The positioning errors can be divided into vertical and horizontal errors, which are assuredly included in the dataset. However, the vertical errors are likely more severe than the horizontal errors throughout Indiana’s DoD results. Unlike vertical errors, horizontal errors do not induce errors in the height values over plains. Contrarily, they bring out the remarkable artificial errors in slopes. Figure 1 shows examples of the county-level DoD results between the 2011–2013 and the 2016–2020 DTMs provided publicly as basic lidar products. Most of the remarkable artificial elevation changes in Figure 1 appear as long, broad stripes irrespective of the terrain slopes. Consequentially, it can be inferred that the vertical errors mainly pose difficulties in accurately analyzing the DoD results. In this respect, this paper developed a novel and practical solution for the vertical positioning errors of the 2011–2013 datasets to improve the quality of their differencing results.

3. Methodology

The proposed scalable method estimates the erroneous displacements mainly induced by dissimilar vertical positioning errors along the flight paths by comparing bi-temporal DTMs provided as source products of Indiana lidar datasets rather than time-intensive point cloud adjustment. The estimated displacement values were then utilized to adjust the 2011–2013 flight paths. Using the existing DTMs only, we developed a simple but efficient and practical method to alleviate the problematic errors in large-scale Indiana DoD results with a high degree of automation. The proposed method consists of three main steps: (1) extracting additional information for effective comparison of bi-temporal DTMs, (2) estimating the erroneous displacements between the 2011–2013 and the 2016–2020 DTMs, and (3) generating improved differencing results by adjusting the 2011–2013 DTMs, as shown in Figure 2.
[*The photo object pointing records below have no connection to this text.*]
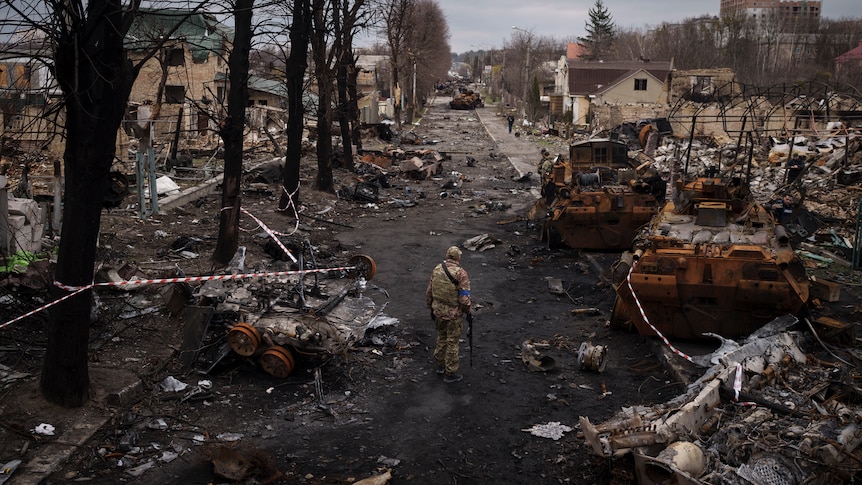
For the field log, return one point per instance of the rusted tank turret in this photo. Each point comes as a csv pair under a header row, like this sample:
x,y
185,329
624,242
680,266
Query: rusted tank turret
x,y
712,260
597,199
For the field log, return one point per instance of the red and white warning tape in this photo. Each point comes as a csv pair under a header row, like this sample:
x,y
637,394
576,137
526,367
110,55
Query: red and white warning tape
x,y
737,382
74,290
271,234
646,319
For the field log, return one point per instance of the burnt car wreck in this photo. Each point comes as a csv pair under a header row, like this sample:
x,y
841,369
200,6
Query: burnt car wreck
x,y
275,321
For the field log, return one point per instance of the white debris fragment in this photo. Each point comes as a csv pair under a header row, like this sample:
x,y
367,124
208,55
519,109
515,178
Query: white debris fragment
x,y
172,384
140,469
553,430
229,436
44,429
168,456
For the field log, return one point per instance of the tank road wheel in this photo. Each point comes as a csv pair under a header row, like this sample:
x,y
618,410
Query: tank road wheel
x,y
363,266
277,361
243,339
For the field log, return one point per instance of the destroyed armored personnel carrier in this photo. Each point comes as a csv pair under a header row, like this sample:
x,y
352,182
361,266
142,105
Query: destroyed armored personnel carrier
x,y
466,99
598,199
311,314
712,261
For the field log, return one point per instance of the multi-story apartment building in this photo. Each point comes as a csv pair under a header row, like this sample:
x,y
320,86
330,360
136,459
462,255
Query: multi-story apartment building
x,y
793,15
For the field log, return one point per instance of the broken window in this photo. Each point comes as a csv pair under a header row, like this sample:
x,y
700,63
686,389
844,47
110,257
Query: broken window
x,y
702,84
175,94
175,57
601,155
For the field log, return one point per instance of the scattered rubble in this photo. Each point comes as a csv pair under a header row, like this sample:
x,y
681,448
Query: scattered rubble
x,y
779,408
466,99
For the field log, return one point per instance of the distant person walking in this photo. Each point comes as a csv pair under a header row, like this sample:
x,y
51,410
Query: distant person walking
x,y
448,297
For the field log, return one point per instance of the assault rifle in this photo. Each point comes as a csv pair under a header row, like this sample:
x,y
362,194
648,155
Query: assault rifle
x,y
470,335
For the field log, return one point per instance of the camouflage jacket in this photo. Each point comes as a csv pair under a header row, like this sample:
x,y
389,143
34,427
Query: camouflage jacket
x,y
443,297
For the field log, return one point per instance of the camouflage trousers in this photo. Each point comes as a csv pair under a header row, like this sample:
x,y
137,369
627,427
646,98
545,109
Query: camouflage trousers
x,y
446,350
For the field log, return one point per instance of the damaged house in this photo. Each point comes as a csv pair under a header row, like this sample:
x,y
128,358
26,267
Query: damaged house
x,y
609,93
179,82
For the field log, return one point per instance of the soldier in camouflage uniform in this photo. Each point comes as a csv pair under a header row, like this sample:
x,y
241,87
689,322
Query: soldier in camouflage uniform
x,y
448,300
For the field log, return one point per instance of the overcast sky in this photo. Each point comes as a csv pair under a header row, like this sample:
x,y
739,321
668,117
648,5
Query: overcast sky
x,y
483,24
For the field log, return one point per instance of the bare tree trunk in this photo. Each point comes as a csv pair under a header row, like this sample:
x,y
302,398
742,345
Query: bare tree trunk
x,y
231,132
353,94
323,72
297,64
344,115
96,77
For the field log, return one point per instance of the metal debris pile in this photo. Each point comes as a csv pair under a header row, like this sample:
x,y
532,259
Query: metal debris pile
x,y
276,320
775,409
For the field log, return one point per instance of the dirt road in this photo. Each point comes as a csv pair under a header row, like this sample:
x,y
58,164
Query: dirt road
x,y
381,406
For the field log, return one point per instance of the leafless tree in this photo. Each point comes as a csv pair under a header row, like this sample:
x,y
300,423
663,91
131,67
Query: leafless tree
x,y
295,68
95,74
231,132
350,17
426,53
396,28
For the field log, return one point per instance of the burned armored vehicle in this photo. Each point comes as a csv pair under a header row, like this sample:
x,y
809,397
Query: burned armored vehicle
x,y
466,99
598,199
284,316
711,261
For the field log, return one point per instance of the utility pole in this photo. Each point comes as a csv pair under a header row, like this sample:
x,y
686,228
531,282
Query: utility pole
x,y
527,67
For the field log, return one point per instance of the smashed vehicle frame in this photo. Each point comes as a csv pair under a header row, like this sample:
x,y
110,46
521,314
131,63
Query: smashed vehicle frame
x,y
597,199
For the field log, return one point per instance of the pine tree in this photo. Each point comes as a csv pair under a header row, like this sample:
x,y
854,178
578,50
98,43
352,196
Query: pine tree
x,y
601,33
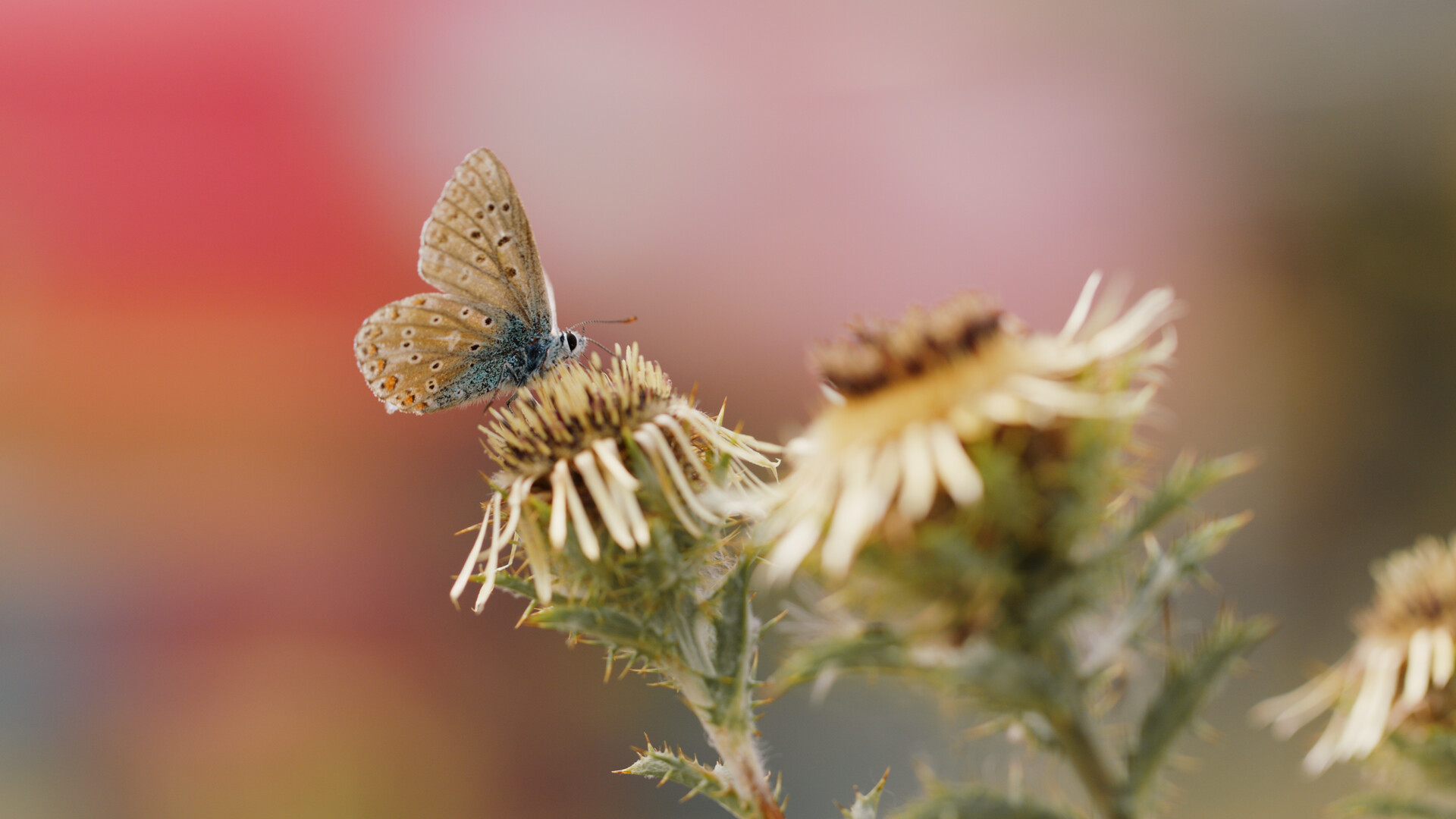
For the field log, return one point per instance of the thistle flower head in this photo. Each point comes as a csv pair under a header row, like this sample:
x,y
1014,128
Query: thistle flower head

This paper used the 2016–2020 DTMs as references, and the 2011–2013 DTMs were aligned with them. The advances in lidar systems have increased lidar position accuracy [40], and it was reported that the 3DEP products’ vertical accuracy have consistently increased [30]. As a result, the 2011–2013 dataset has lower vertical accuracy than the 2016–2020 dataset, and its vertical positioning errors can be reduced once aligned with the 2016–2020 dataset. Furthermore, the height values of the bi-temporal DTMs are mostly identical if there is no vertical positioning error. The Earth’s surface rarely changes evenly over a specific and broad area, especially like the striped areas of the individual 2011–2013 flight paths. Accordingly, the proposed method in this paper compared the height values of the bi-temporal DTMs using pairs of the 2011–2013 flight paths and their corresponding 2016–2020 paths, which were spatially overlapped, to examine whether they have certain artificial displacements. If the displacements were detected, they were regarded as induced by the vertical errors of the 2011–2013 flight path, and the proposed algorithm described in the following section alleviated them from the 2011–2013 DTMs. For brevity, the ‘target’ and the ‘reference’ datasets refer to the 2011–2013 and the 2016–2020 datasets for the rest of this paper. The entire process described in the following sections, except data download, was implemented using various packages with Python programming languages, such as the Geospatial Data Abstraction Library (GDAL), laspy, OpenCV, pyproj, and SciPy.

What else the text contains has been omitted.